Here’s a visual representation of how long children will live in my home compared to an entire lifetime.

I have two lines of blue dots left, and then it’s all red dots. A quiet, clean home without toys or crayons or bedtime battles.  Without tickles and giggles and silly songs and finger-painted refrigerator art. I suddenly understand why empty-nesters warn us to enjoy these moments. The red dots are coming, and they are coming far too soon.

And these charts don’t even consider the other “milestones.” I’m probably 75% done physically carrying my four-year-old when he’s tired. I’m probably 50% done with him wanting to hold my hand and give me hugs and kisses in public.

Why does this matter?

I had strep throat this week, and I felt pretty terrible. (Why is strep throat so debilitating as an adult?!) Anyway, as you likely know, you are no longer contagious a full day after starting antibiotics, but you still feel run down. It was fall break. My kids were non-stop energy from sun up to sun down—and then some. For two days, we stayed inside because I just couldn’t hang.

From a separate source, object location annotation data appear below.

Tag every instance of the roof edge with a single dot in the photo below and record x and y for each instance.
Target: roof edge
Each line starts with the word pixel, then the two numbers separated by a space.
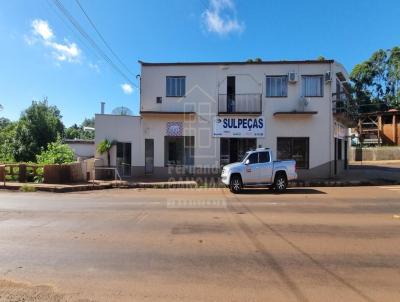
pixel 236 63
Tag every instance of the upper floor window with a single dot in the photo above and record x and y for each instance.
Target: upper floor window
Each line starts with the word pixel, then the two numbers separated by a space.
pixel 276 86
pixel 176 86
pixel 312 85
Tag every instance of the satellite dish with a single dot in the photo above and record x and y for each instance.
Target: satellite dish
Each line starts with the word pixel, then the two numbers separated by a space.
pixel 122 111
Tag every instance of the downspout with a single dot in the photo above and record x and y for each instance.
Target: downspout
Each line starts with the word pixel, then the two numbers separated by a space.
pixel 331 134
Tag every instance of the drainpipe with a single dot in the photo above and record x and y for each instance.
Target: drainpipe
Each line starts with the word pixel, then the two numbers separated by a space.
pixel 331 134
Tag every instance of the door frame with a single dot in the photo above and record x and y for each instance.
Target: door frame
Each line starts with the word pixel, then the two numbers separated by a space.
pixel 148 169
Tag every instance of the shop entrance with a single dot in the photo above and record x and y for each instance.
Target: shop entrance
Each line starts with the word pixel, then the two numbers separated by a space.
pixel 124 157
pixel 233 149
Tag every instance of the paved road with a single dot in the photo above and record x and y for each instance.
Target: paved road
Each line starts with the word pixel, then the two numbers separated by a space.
pixel 322 244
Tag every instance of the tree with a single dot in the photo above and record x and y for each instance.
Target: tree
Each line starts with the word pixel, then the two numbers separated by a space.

But then, on the third day, I took 800 mg ibuprofen, got presentably dressed, and made the most of my blue dot time. We hit up the Chick-fil-A play area, rode bikes to the neighborhood playground, went to a pumpkin patch, got pizza and dessert at a restaurant for dinner, and ended the evening with even more playground time. I thought I’d fall over dead by the end of it. But instead, I saw two extremely happy boys with full hearts and tired eyes. They slept like rocks, and so did I. Like a really happy, really tired rock.

I want to live every blue dot day like I know the red dot days are coming. I want to pray over them more. Have random, silly conversations. Dance parties. Impromptu mommy/son dates. Push them in the swings. Read them one more bedtime story. Hug them tighter.

And when the monotony and overwhelming chaos of motherhood somehow collide and leave me burned out and exhausted, I want to look at these charts again and remember: Red dots are coming. And perhaps I will welcome that rest a little more if I know I’ve made the absolute best of all of these blue dot days.